Tuesday, September 2, 2014

Bag a Week: Grocery Tote Tutorial

This week's blag-a-bag is a little early, since I decided to make some grocery bags, and thought it would be a great tutorial, too.

This makes a bag that is 12"x12"x6", with an extra 9-10" drop from the straps. It's a little smaller than your standard paper grocery bag, but you can still pack a lot in there. On the plus side if you're short: you can carry this bag in your hand and it won't drag on the ground!

Materials: 1.5 yards of medium-weight twill, or some other sturdy fabric. Pre-wash your fabric before you cut, if you intend to wash it after sewing.

1. Cut your fabric. 
You want two side pieces, front and back pieces, a bottom piece, and two straps.

  • 1 bottom: 13"x7"
  • 2 front/back: 13"x13"
  • 2 side: 13"x7"
Grain doesn't matter quite as much, but it is better to have the lengthwise grain going vertically. Here is my rough diagram to show this.

This is actually how I usually start a bag. Maybe my mathematical approach is why I end up with huge-ass bags like last week's.

2. Prepare straps.
Pin the straps together, folding lengthwise with right sides together. 

Sew, using a 1/2" seam allowance. 

Pro-tip: if you're sewing a few pieces in a row, you can chain them together instead of snipping the threads. Usually it's bad to sew without fabric, but one or two stitches won't hurt.

Turn the straps right-side out.

3. Prepare front/back and side pieces.
Finish the top and bottom of your side pieces, and your front/back pieces. Overlocking is recommended, of course! But zig-zag is pretty good, too. 

Fold the top down 1/2", and sew 1/4" from the edge.

4. Attach straps to front/back pieces.
On your front/back pieces, make marks at 3" and 4" from the side edges, at the top and the bottom.

Pin straps to these marks, seams facing in. Be careful not to twist the handle at the loop!

Make a mark across the top of one strap, in line with the top seam on your front/back piece. Then make another mark 1" below.

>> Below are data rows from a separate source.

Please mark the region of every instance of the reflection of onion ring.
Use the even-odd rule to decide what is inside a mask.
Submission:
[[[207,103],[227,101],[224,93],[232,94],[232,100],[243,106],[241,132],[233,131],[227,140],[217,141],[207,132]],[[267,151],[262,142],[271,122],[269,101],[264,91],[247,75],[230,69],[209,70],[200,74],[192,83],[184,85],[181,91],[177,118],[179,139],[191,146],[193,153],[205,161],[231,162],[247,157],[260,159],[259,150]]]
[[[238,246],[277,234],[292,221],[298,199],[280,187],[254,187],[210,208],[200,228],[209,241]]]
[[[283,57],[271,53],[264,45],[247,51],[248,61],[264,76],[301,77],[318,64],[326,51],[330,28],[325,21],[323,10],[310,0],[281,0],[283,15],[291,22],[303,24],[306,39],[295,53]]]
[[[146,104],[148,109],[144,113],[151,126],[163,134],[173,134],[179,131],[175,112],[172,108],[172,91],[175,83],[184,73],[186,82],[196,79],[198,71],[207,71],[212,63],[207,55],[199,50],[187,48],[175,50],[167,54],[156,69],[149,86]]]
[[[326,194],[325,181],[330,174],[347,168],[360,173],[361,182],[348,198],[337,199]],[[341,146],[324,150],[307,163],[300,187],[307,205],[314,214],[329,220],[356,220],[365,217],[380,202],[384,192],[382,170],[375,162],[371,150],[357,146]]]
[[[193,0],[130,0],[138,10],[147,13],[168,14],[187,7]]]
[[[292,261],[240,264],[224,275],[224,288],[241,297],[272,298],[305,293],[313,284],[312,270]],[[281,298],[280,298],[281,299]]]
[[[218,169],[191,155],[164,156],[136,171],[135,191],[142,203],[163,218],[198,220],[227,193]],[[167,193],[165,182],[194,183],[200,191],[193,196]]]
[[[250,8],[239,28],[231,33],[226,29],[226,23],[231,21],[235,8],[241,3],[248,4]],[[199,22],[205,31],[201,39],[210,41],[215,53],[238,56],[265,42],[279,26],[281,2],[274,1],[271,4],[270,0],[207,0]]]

Mark diagonally between the corners. You should have an X. Do the same for the other three straps.

Sew one strap along the edges, and following the markings you made previously. Your path should look something like this:
Stitch close to the edge, turning at the corners, and backstitching at the beginning and the end to secure your threads.

Do the same for the other three straps.

5. Sew front/back to sides.
Pin the sides to the back/front pieces along the side edges, with wrong sides together. Sew with a 1/4" seam allowance. 

Yep, wrong sides together, 1/4" seam allowance! We're going to do a French seam.

Flip back inside-out and pin along those side seams you just made. Sew again, right sides together, using a 1/4" seam allowance. Your unfinished edges should be enclosed now.

I don't have a photo of this because I did it so crappily, it's embarassing. Haha... It's OK, sewing isn't perfect.

5.5 Take a random photo of Spousal Unit drinking water.

6. Attach bottom to body.
Finish bottom piece, either with overlocking or zig-zag stitching. At each corner, mark a small line, 1/2" from each edge. This should give you a small X. Match these X's to the side seams of your front/back/side piece. 

Pin the bottom to the front/back/sides, right sides together. Pin the seam allowance (from the front/back/sides) to one side, basting if necessary. Sew, using a 1/2" seam allowance.

7. Enclose bottom seams (optional).
If you want to give your back extra stability for all those cans and vegetables, enclose the bottom seam allowance by sewing along the bottom edge. This isn't always necessary, and can be a little tricky, so I don't always do it.

Either way, you should have a fully functional, completely washable grocery bag to forget you had in your trunk!

Photograph of my notes tracking what I did.